Pemerintah daerah dan jajarannya tidak mampu keluar dari eferio untuk
membangun Kota Samarinda menjadi lebih layak huni, manusiawi dan
sejahtera. Wakil rakyat yang terhormat juga tidak mampu memberi
perlindungan terhadap keserakahan investasi terhadap pertambangan
batubara. Reperda tentang pengelolaan pertambangan batubara, juga hanya
dijadikan obyek projek, bukan usaha untuk memberi tekanan terhadap upaya
melindungi warga terhadap bahaya ekologis pertambangan batubara. Upaya
kongkrit untuk mengatur pengelolaan pertambangan, dan perbaikan dalam
pemulihan lingkungan yang rusak .
Seharusnya momen adanya reperda tambang batubara untuk menjadikan
Kota Samarinda bebas tambang sampai kapan pun untuk ijin pertambangan,
yang seharusnya ditekankan adalah bagaimana pertambangan yang tidak
memenuhi persyaratan peraturan perundang-undangan yang ada segera
ditutup dan diminta pertanggungan secara hukum.

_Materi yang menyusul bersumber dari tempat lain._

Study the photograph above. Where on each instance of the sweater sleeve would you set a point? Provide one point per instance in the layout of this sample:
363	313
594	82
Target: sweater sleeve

Kemudian yang perlu ditekankan lagi adalah bagaimana dana reklamasi
tambang dan pasca tambang diberi aturan yang jelas, audit, dan
pengawasan dalam upaya pemulihan lingkungan di Kota Samarinda. Bukan
rahasia lagi, kita warga Kota Samarinda, seakan buta dan tidak mendapat
akses informasi yang benar tentang penggunaan dana reklamasi tambang,
dan bagaimana dana itu digunakan, kapan diaudit dan pengawasan. Hal ini
perlu ditekankan untuk memberi perlindungan terhadap kerusakan
lingkungan akibat pertambangan batubara yang begitu parah, harus jelas,
jangan sudah mengeruk, mengambil, menjual dan untung lari dan tidak
bertanggungjawab, celakanya pemerintah kota hanya memberi izin dicabut
IUP, tetapi upaya pemulihan dan reklamasi dibiarkan. Sungguh nyaman
pengusaha tambang di kota ini, lari setelah berhasil merampas, dan
membunuh generasi kami, tanpa sangsi pidana yang jelas.
Sungguh ironis sumber daya alam yang melimpah, pada akhirnya tidak
membawa berkah pada warganya, hanya kutukan terhadap anak cucu kami yang
mati di bekas sumur tambang batubara. Keadilan yang menggantung,
keadilan hanya lobi politik penegak hukum. Hukum hanya tumpukan kertas
berlaku. Kami warga kota mempertanyakan kapan penegak hukum membawa
pelaku yang menyebabkan generasi muda Samarinda menemui ajal di sumber
bekas tambang batubara.
Dimana keadilan, dimana hukum, dimana penegak hukum, sampai kapan
kami menunggu? Sudah tidak hampir 3 tahun, pelaku tidak jelas, drama
kejaksaan dan kepolisian seakan ingin mengkaburkan kasus ini, sedangkan
korban terus bertambah. Jadi bapak-bapak penegak hukum, kanapa susah
mengadili kasus ini, hukum sudah jelas, aturan sudah diatur, kenapa dan
mengapa harus menunggu kami melupakan.